One of the practices identified in the book was that Déjà vu people (his name for successful people) “play the movie.” Now, I know that sounds a little crazy, but keep reading. His point was that Déjà vu people…successful people rarely take any action without considering its future implications. Another way to say that is that they never see any individual action as a singular thing in and of itself; they “play the movie.” And by playing the movie, they see how actions and choices today can impact tomorrow. This is how Dr. Cloud describes it in the book: “Any one thing you do is only a scene in a larger movie. To understand that action, you have to play it out all the way to the end of the movie.”

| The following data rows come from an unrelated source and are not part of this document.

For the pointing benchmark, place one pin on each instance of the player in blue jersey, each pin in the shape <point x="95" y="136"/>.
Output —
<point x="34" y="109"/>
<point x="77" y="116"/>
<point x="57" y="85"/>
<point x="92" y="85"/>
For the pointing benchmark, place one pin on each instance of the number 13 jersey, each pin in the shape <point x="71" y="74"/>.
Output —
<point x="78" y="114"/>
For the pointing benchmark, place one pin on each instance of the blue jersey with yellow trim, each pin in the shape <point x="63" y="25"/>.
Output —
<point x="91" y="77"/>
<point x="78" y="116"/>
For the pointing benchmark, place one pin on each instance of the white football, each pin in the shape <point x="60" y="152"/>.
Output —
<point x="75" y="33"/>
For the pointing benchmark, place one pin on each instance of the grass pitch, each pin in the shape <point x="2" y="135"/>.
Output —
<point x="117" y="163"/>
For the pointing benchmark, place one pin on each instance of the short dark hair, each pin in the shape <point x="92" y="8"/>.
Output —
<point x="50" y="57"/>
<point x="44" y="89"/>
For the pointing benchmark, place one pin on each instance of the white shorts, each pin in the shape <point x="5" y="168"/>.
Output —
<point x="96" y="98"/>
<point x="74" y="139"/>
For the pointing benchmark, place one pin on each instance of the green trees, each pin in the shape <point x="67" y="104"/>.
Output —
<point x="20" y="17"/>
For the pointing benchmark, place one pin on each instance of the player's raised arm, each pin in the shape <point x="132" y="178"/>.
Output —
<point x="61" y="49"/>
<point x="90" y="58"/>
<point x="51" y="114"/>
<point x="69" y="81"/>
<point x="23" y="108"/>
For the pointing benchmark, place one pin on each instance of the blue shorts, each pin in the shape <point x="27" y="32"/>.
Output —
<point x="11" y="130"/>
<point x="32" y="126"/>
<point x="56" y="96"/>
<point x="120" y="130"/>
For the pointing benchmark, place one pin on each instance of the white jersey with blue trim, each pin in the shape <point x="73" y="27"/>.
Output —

One of the difficulties of being a leader is that you not only have to give your best to each and every moment or day, you also have the responsibilities of thinking about and planning for tomorrow. That means you’ve got to spend time “playing the movie.” This isn’t one of my favorite things about being a leader, but I certainly understand the importance.
Life will always be filled with difficult choices. Oftentimes we choose the immediate comfort that comes from doing nothing. The problem with that, though, is that while it will bring immediate comfort, the comfort will be short-lived. The third servant in the Parable of the Talents (Matthew 25:14-30) who received only one “talent” from his master chose the immediate comfort of doing nothing (remember he buried his talent in the ground). However, when the master returned (the future will always come), he paid for his choice (vs. 24-30).
Most people don’t live the individual scenes of their lives today with the end in mind. Most people aren’t interested in “the big picture” or “the final scene.” But while the Bible gives us clear instruction about not worrying about tomorrow because each day has enough trouble of its own (Matthew 6:34), it also shows us the value of living in a way that allows you the privilege of one day hearing the Master say, “Well done, good and faithful servant!” When you’re faced with a difficult decision…when you hear about difficult decisions that have been made by others…play the movie. There’s more going on in the story of your life and my life than what happens in each day (scene). At least there should be…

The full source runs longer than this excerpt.